In any rescue organisation, it’s important to have external organisations reviewing your processes and procedures to ensure there is consensus or evidence to support what you are doing. The RNLI will review the NSRI’s lifeguarding procedures and vice versa. Seini also spent a significant amount of time with the training department as they ran through different lifeguard courses.

“These courses aren’t to train up new lifeguards, but to increase the leadership skills and professionalism of the lifeguards to operate as RNLI lifeguards.
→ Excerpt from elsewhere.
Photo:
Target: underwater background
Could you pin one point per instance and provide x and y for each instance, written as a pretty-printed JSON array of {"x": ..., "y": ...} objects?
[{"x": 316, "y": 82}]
These courses will be introduced to the NSRI lifeguards and certain changes will be made to our current training.”

The two organisations are also collaborating on an advanced lifeguarding course, which will be based around the current NSRI surf rescue swimmer qualification - this qualification will be endorsed by both organisations.

The second part of the trip was spent visiting various RNLI lifeguarded beaches and lifeguard support centres. “We were able to get first-hand experience and information on their beach operation, kit and equipment, and compare it to how we operate,” says Seini.

“The NSRI lifeguards have a world-class reporting app designed and developed in-house, which we will be making available to the RNLI and lifeguarding organisations around the world. Conversely, their lifeguard operation simulator, which can be used to train leadership and responses to critical incidents, has been made available to us and we plan on introducing this into our lifeguard leadership training.”

Trips such as these, to learn from and share with best-in-the-world international rescue organisations, result in essential upgrades, improvements and endorsements, and ensure that the NSRI continues to implement the most efficient rescue operations and strategies.